Chief Justice Sir Hugh Williams said in both petitions, which were based on allegations of bribery, the petitioners were unable to prove the offer of money or “valuable consideration” was to induce the electorates to vote for Nicholas and Tuavera.
In the Avatiu-Ruatonga petition, the bribery was said to involve the payment by the government of $5349.24 to meet an overdue power account for a household in the constituency. This petition was filed by Democratic Party’s Teina Rongo.
In the Ngatangiia petition, the allegation of bribery was related to an overnight loan of a generator to a household in the electorate, two or three days before the June 14 election. CIP’s Kaka Ama filed the Ngatangiia petition.
Justice Williams noted both households in connection to the petitions were in “impecunious” (having little money) and difficult circumstances.
In the Avatiu-Ruatonga petition, the court heard that a family in the constituency had accumulated a large electricity account. The family included children and a severely disabled older woman.
The family approached Nicholas’ staff on March 19 and they unsuccessfully tried to negotiate with Te Aponga Uira (TAU) a postponement of threatened disconnection of the power supply. The power was cut off on March 21.
On March 27, the family again approached Nicholas’ office and managed to have a meeting with the MP but no resolution was reached as negotiations with TAU were unsuccessful.
The court heard the family visited the staff again on the following day. Their queries were referred to Nicholas, who on the same day, visited the Prime Minister Henry Puna, to discuss the issue. After the discussion with Puna, the PM told Nicholas “leave it to me” with no indication as to how he would deal with this issue.
“It is now known the PM staff identified the community capital development fund as a source from which the unpaid power bill owed well over $5000 might be met,” said Justice Williams.
Justice Williams said the actions leading to the payment could not be proved to be in connection with the election.
He said all of the actions took place before the election date was announced on April 12. The actions, he said, were directed towards alleviating families in straitened circumstances.
“The way in which Mr Nicholas’ action can be construed (is that) he was simply doing what he as a local Member of Parliament thought was necessary to discharge his obligation to his constituency,” Justice Williams said.

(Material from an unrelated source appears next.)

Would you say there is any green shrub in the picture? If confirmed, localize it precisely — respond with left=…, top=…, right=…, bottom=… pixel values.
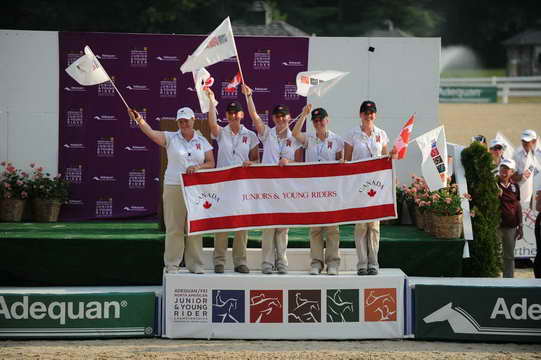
left=461, top=142, right=502, bottom=277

“On that ground therefore that there was no sufficient proof that the matter was proved to be in connection to the election, the petition fails.”
In the Ngatangiia petition, the court heard that a couple living in that constituency in a derelict house under dire circumstances, initially asked for a generator from the petitioner Kaka Ama. However, nothing eventuated.

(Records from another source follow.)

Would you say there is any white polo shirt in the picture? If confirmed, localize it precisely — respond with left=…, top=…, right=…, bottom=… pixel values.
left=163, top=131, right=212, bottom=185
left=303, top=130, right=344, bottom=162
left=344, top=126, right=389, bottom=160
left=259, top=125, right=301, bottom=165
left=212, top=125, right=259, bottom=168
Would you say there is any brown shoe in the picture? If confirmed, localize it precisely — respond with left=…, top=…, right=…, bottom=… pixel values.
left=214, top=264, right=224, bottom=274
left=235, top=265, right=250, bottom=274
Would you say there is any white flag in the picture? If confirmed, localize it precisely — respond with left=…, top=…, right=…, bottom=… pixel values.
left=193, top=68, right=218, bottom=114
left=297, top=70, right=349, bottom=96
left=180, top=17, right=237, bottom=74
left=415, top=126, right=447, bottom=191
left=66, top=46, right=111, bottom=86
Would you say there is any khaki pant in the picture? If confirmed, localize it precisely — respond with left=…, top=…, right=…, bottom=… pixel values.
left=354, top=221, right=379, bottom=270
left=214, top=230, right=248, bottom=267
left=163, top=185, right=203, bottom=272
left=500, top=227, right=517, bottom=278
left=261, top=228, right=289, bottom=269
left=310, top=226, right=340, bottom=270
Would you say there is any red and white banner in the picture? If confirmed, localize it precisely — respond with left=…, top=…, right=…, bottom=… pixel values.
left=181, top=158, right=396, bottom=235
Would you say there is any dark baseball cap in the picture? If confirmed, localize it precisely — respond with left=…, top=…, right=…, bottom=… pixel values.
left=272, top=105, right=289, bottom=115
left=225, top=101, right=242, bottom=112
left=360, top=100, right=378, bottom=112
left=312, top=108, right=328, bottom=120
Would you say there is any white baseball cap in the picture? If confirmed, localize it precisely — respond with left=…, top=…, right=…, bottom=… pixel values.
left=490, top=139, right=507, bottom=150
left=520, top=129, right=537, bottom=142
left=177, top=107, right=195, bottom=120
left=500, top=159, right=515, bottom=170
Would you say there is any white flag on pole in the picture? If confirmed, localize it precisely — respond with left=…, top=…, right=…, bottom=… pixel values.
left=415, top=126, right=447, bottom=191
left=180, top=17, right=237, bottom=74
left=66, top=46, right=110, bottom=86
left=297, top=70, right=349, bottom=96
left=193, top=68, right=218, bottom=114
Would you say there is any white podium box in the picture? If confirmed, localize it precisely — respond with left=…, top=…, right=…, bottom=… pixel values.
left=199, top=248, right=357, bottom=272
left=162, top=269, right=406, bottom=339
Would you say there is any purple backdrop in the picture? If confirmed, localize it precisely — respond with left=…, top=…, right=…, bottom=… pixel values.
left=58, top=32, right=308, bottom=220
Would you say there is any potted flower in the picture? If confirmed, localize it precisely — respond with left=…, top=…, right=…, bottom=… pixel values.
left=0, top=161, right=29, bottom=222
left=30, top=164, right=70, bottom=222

The couple then asked Tuavera if they could use his generator, which he had bought on May 25 for the purpose of his business, Captain Tama’s Cruizes.
In June, just two or three days before the election, Tuavera lent them his generator.

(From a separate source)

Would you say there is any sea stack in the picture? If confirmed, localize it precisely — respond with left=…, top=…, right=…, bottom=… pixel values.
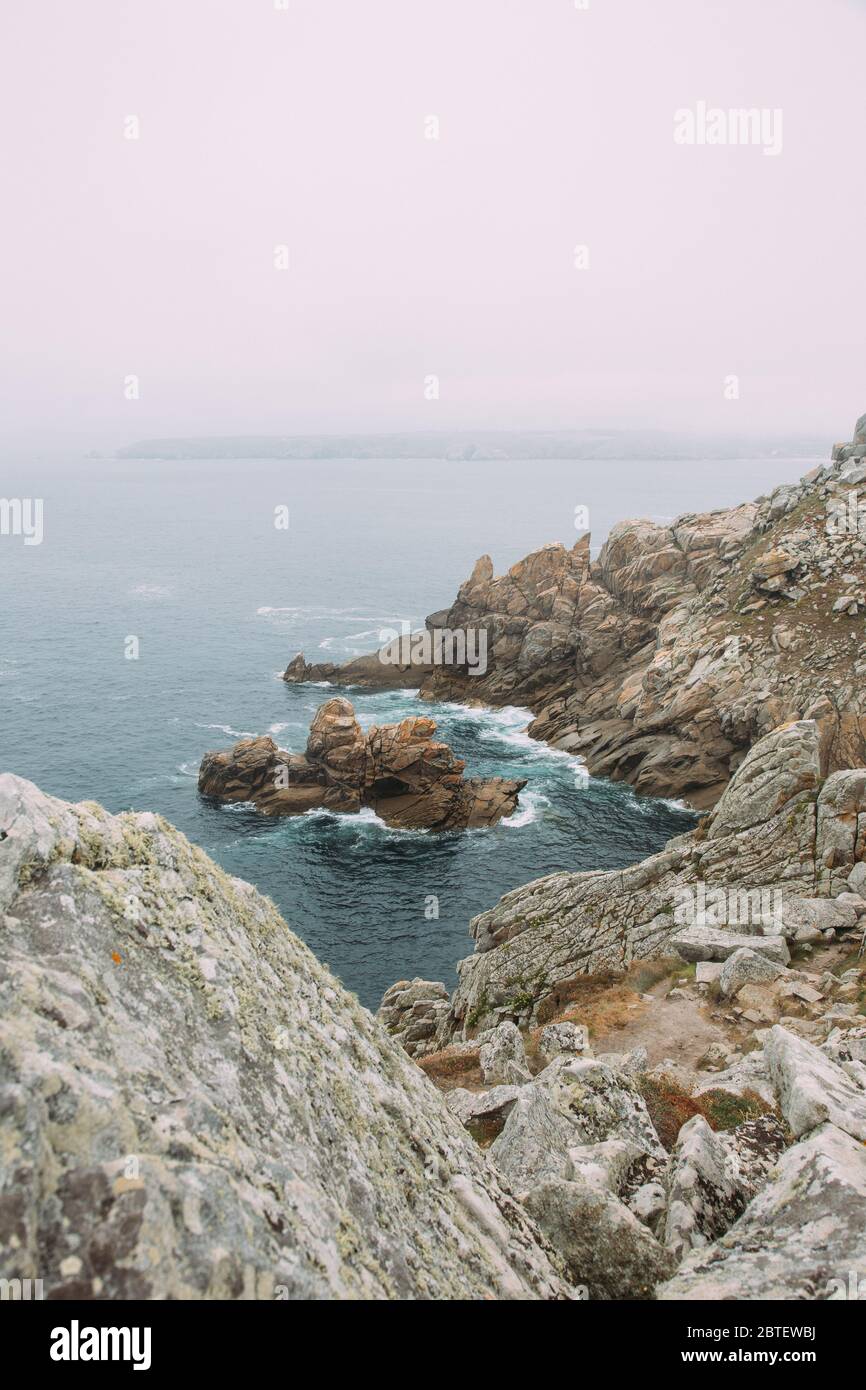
left=199, top=699, right=525, bottom=830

In passing his judgment, Justice Williams highlighted Tuavera’s charitable work both in his corporate and personal life.
He said Tuavera was a generous man, adding he was a frequent sponsor and donor to persons and organisations in his electorate and throughout the Cook Islands.
Justice Williams said what Tuavera did in lending the generator to this couple was consistent with his longstanding and broadly-based charitable work.
“It is not proved sufficiently that lending the generator to a disadvantaged couple for two or three nights was in connection with the general election or was intended to induce the electors to vote for him.
“In those circumstances, the finding is the grounds of petition are not made up and (the petition) is dismissed.”